Non pas, ne rêve pas, tu n’es pas Maryse Condé capable de tenir ensemble l’esclave, le colonisé déraciné, le créole perdu, le retour vers l’Afrique, le noir d’Amérique, le noir des Caraïbes, l’Afro-descendant de tous les continents, le combattant de la mémoire, celui de la cause noire, le décolonisé, l’assimilé heureux, le faux blanc, le blanc repentant, tu n’es pas tout cela, tu n’es rien du tout. Il faut être Maryse Condé pour raconter l’histoire du roi Béhanzin et de sa descendance, l’extraordinaire complexité créée par l’esclavagisme et la colonisation.

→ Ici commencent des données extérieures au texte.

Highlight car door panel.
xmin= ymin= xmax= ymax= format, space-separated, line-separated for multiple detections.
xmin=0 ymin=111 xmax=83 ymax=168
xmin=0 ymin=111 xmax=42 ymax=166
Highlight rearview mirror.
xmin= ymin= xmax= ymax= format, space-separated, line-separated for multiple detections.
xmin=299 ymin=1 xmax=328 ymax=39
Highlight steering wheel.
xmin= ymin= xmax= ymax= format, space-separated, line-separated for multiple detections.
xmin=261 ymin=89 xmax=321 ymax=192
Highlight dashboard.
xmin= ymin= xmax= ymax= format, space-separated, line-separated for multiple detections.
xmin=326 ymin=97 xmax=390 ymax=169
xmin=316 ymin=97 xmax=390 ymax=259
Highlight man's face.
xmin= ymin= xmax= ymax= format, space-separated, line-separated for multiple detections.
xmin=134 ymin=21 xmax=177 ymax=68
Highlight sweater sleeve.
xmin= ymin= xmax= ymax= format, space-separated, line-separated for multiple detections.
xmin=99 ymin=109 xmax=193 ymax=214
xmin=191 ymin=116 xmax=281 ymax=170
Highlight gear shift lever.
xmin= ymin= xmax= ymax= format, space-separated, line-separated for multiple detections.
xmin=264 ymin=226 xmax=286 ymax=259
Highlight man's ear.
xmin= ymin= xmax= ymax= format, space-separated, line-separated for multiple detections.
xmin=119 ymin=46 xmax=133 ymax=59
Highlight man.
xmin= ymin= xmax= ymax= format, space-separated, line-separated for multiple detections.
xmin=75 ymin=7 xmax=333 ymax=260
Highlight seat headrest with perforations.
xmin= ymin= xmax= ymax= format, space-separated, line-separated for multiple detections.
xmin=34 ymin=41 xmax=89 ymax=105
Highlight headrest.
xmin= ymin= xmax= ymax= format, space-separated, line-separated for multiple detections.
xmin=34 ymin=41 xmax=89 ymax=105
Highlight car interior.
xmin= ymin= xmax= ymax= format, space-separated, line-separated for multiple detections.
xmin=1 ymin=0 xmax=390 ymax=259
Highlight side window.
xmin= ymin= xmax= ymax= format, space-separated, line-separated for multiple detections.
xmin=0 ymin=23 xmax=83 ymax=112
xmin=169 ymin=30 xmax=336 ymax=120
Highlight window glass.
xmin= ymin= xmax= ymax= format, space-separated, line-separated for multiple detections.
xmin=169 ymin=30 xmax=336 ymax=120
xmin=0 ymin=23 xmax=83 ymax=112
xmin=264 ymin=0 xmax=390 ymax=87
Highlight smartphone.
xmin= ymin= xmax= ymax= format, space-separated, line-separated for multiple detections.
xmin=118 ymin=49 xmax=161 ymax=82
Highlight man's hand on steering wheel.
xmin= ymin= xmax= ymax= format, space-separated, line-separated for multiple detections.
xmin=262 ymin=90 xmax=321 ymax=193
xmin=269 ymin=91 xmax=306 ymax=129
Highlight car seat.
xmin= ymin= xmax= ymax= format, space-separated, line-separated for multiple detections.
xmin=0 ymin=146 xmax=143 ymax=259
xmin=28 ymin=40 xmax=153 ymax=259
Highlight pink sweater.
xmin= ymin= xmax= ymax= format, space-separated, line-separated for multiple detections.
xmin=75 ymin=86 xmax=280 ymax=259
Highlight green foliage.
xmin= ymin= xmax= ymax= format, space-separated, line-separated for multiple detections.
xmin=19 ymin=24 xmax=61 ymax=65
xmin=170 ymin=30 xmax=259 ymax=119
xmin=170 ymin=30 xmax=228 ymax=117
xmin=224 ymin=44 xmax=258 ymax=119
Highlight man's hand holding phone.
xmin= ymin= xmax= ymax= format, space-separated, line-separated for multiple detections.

Raconte-moi l’histoire du roi Béhanzin si tu la connais
Je te préviens, je ne raconte pas aussi bien qu’elle, et puis je découvre et je n’ai jamais vécu ses contradictions dans ma chair, je veux juste les remettre au jour. Allons-y !Béhanzin était roi du Dahomey, voulait garder son pays libre et continuer à guerroyer et commercer avec les Européens. Il vendait de l’huile de palme, mais sans doute plus autant d’esclaves que ses ancêtres puisque l’esclavage était officiellement aboli. Lorsqu’il se rendit aux Français en 1892 (c’est un Franco-sénégalais [un afro-descendant] qui reçut sa reddition), ils l’exilèrent en Martinique avec quatre de ses épouses, un de ses fils, trois de ses filles et un traducteur. La population ne l’accueillit pas bien ou plutôt comme un bête curieuse encore entourée d’esclaves. Il ne se plut pas en Martinique dont il ne parlait pas la langue, dont le climat ne lui convenait pas et où la Pelée l’effrayait. Son fils commença au contraire de brillantes études chez les frères de Ploërmel. Demandant sans cesse de retourner au pays, la France ne répondit pas à ses demandes et l’exila en Algérie, à Blida où il mourut en 1906, le 10 décembre 1906. Au Dahomey, devenu Bénin, on honore sa mémoire. Il symbolise la résistance face au colon et le refus de laisser sa patrie aux mains des étrangers. « Le requin se rend, mais les fils du requin ne trahiront pas. » Aurait-il déclaré.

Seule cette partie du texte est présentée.